A class action complaint was filed against BART, the San Francisco Bay Area Rapid Transit District, on May 22, 2017 in the District Court for the Northern District of California alleging BART created a “clandestine collection of private cell phone identifiers.” In particular, the plaintiffs claim the “BART Watch APP”—a mobile application that provided users with transit information and the ability to contact the police—collected private data in violation of California’s privacy laws. Elerts Corporation, the software developer, was also named as a defendant for its development of the App.
The Plaintiffs claim that “a detailed review of the BART Watch App reveals that Defendants have been using it to secretly collect Californians’ unique mobile device identification numbers…and periodically track their location.” The Plaintiffs further allege that “by collecting the device identification numbers, locations, and other personal information…Defendants have amassed a trove of data through the App.” And, Plaintiffs claim that these actions by BART and BART Police are prohibited under California law.
- Privacy concerns over law enforcement tracking and collecting cell phone data
Some background is needed on “government surveillance technology” to fully understand the substance of Plaintiffs’ claims. The Complaint addresses news reports in March 2014 about California law enforcement agencies using “Stingray” devices to track and collect cell phone data in a given area. As the reporting on Stingray devices increased, the California legislature took steps to limit the use of Stingrays and similar data collecting technology in California. The Legislature sought to limit “the government’s use of communications interception technologies to ‘collect a variety of data about ‘caught’ cell phones, particularly the phone’s unique numeric identifier and its physical location.”
- Alleged privacy concerns with BART’s Watch App
The Complaint alleges that “[a] forensic review of the App and how it communicates with Defendants’ servers reveals the BART Watch App was programmed to operate just as the communications interception technologies the California Legislature has warned of.” That is, the Plaintiffs assert that the App improperly collects data from users’ cell phones including “the phone’s unique numeric identifier and its physical location.” The Plaintiffs further assert the App violates users’ privacy when contact information entered by a user is combined with the phones unique numeric identifier. In short, plaintiffs claim the App results in collecting “a host of identifying, tracking, and sensitive data” from users without their permission.
The Third Cause of Action, entitled Violation of Privacy Rights, claims the BART Watch App violates Article I of the California Constitution which “protects citizens against unwanted access to data by electronic and covert means…” This provisions of the California Constitution provides that “All people are by nature free and independent and have inalienable rights. Among these are enjoying and defending life and liberty, acquiring, possessing, and protecting property, and pursuing and obtaining safety, happiness, and privacy.” The Plaintiff’s theory against BART is that the California Legislature recognized that “governmental agencies’ unchecked power to track a ‘phone’s unique numeric identifier and its physical location’” posed a threat to the public. The Legislature attempted to address this threat by enacting such laws as the Cellular Communications Interception Act. That is, the Plaintiffs claim that BART has created this App which is “masquerading as a transit app that secretly collects” Californians’ private information in an effort to get around the Legislature’s attempt to safeguard this data.
- Impact of this litigation
The practical impact of this litigation may, admittedly, be limited in scope. Plaintiff’s first cause of action is based on allegations that BART violated the Cellular Communications Interception Act. This Act required BART to install proper procedures and practices to safeguard user data. Consequently, the outcome of this litigation may be limited to data collectors gathering information through cellular communications. Further, the Plaintiffs’ action is based on the concern over the collection of private data by governmental agencies.

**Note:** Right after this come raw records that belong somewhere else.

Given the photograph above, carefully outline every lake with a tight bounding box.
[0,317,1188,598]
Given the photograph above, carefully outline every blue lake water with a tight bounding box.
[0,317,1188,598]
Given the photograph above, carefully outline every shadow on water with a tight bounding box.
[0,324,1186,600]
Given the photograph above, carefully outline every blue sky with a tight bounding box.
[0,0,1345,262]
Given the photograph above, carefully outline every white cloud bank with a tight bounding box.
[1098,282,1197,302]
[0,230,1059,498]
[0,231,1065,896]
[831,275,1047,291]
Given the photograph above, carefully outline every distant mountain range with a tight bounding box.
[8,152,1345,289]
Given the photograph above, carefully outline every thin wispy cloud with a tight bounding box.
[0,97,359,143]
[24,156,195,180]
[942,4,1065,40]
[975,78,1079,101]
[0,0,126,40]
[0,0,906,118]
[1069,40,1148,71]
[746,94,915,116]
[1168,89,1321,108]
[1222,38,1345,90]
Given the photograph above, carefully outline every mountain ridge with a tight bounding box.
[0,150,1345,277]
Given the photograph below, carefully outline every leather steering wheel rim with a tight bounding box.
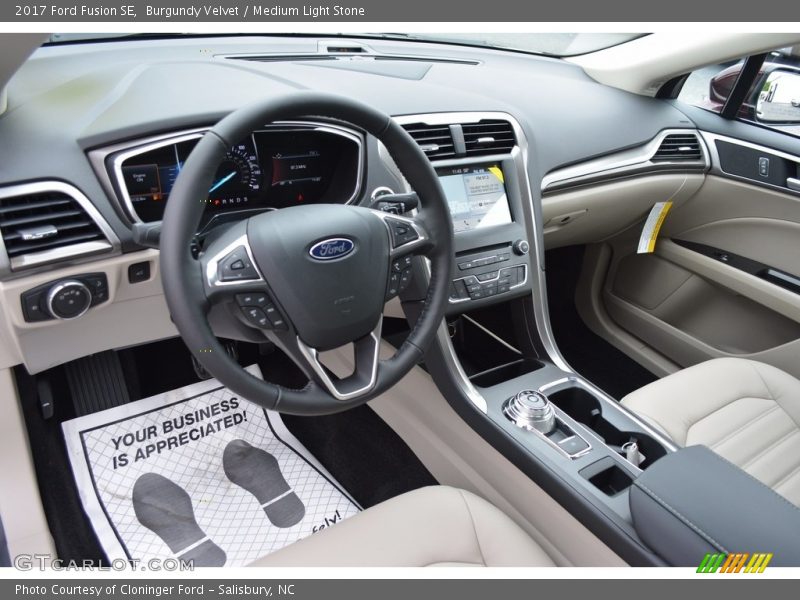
[160,92,453,415]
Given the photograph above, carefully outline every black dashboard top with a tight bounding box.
[0,37,691,248]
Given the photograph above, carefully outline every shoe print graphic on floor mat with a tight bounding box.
[222,440,306,527]
[132,473,226,567]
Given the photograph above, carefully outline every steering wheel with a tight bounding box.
[160,92,453,415]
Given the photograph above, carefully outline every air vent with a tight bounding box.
[0,184,112,269]
[650,133,703,162]
[463,119,516,156]
[403,123,456,160]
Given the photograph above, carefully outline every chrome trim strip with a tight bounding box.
[542,129,710,193]
[89,121,365,224]
[206,234,264,288]
[296,315,383,400]
[700,131,800,196]
[0,181,120,278]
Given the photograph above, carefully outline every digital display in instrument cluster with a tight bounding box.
[120,128,361,222]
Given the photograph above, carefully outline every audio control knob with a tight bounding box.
[503,390,556,435]
[46,279,92,320]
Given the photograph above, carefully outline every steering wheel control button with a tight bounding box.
[400,269,413,292]
[236,292,270,308]
[503,390,556,435]
[385,219,419,248]
[386,272,400,300]
[46,279,92,320]
[392,254,414,273]
[217,246,258,282]
[242,306,272,329]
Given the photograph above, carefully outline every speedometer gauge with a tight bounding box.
[208,144,261,208]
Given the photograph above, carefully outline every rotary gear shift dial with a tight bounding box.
[503,390,556,435]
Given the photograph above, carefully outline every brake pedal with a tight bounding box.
[64,350,131,417]
[191,340,239,380]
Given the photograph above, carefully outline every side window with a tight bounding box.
[678,45,800,137]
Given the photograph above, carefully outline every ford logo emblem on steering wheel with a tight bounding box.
[308,238,356,260]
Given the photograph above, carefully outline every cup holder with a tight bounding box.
[547,387,667,469]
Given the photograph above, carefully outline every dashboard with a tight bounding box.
[0,36,712,373]
[104,123,363,223]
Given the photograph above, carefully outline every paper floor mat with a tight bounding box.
[62,366,359,567]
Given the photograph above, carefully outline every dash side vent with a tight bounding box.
[463,119,517,156]
[0,190,111,265]
[650,133,703,162]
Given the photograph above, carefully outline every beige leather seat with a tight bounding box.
[622,358,800,506]
[250,486,554,567]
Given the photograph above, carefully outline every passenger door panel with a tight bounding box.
[590,138,800,377]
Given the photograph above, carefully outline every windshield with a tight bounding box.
[49,33,646,56]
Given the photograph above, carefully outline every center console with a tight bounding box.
[436,155,530,314]
[394,113,676,565]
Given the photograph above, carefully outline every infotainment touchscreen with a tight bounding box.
[436,164,511,233]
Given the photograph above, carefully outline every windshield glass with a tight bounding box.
[398,33,646,56]
[49,33,646,56]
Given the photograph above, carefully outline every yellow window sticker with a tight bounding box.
[636,202,672,254]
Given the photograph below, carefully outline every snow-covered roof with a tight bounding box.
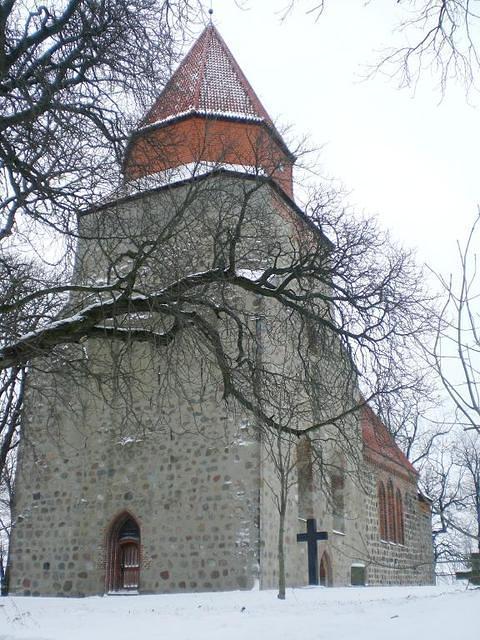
[141,24,273,127]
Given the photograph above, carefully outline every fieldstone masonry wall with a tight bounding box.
[9,174,433,596]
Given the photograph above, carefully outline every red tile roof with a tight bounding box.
[142,24,273,127]
[361,406,418,476]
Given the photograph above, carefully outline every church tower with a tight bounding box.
[9,24,432,596]
[125,23,295,197]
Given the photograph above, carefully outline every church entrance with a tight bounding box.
[319,551,332,587]
[105,513,140,593]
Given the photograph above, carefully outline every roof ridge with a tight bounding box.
[139,23,275,129]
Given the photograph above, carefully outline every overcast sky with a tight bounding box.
[193,0,480,272]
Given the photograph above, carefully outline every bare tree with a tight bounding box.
[284,0,480,92]
[432,216,480,431]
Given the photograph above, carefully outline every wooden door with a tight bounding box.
[120,541,140,589]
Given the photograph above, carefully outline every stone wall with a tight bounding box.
[10,342,259,596]
[365,463,435,585]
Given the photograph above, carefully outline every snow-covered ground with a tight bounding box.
[0,584,480,640]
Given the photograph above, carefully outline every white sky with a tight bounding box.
[199,0,480,273]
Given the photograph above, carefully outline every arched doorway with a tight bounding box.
[105,512,140,592]
[319,551,332,587]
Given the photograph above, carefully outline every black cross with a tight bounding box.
[297,518,328,584]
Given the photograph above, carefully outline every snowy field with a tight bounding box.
[0,585,480,640]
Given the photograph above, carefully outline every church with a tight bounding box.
[8,23,434,596]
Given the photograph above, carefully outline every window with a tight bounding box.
[330,459,345,533]
[387,480,397,542]
[395,489,405,544]
[297,438,313,518]
[378,482,388,540]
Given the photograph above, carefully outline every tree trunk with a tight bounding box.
[277,501,287,600]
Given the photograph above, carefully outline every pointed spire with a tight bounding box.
[142,23,273,127]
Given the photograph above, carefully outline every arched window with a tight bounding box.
[395,489,405,544]
[387,480,397,542]
[105,512,140,592]
[319,551,333,587]
[378,482,388,540]
[330,456,345,533]
[297,437,313,518]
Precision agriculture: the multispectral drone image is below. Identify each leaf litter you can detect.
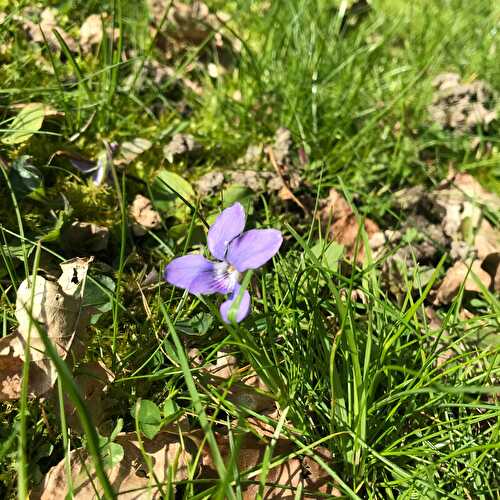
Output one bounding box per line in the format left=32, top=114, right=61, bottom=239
left=429, top=73, right=497, bottom=133
left=0, top=258, right=92, bottom=400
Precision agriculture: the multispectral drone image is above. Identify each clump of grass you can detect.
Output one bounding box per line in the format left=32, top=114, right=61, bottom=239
left=0, top=0, right=500, bottom=498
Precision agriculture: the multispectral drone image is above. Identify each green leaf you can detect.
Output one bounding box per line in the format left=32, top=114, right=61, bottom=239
left=99, top=436, right=124, bottom=469
left=2, top=102, right=44, bottom=144
left=311, top=241, right=344, bottom=271
left=151, top=170, right=195, bottom=208
left=9, top=155, right=43, bottom=198
left=132, top=399, right=163, bottom=439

However, while this litigation may offer the most insight for cellular data collection by governmental agencies, private data collectors should not ignore the substance of these allegations. A number of the allegations in the Complaint call into question whether users were properly informed how their data would be used by BART or other governmental agencies. That is, the Complaint alleges that privacy disclosures were not easily accessible for users to review before agreeing to download the App. Regardless of whether the allegations are true against BART, this litigation makes clear that data collectors have a fiduciary responsibility to use data for the exact purpose the data was provided and nothing more.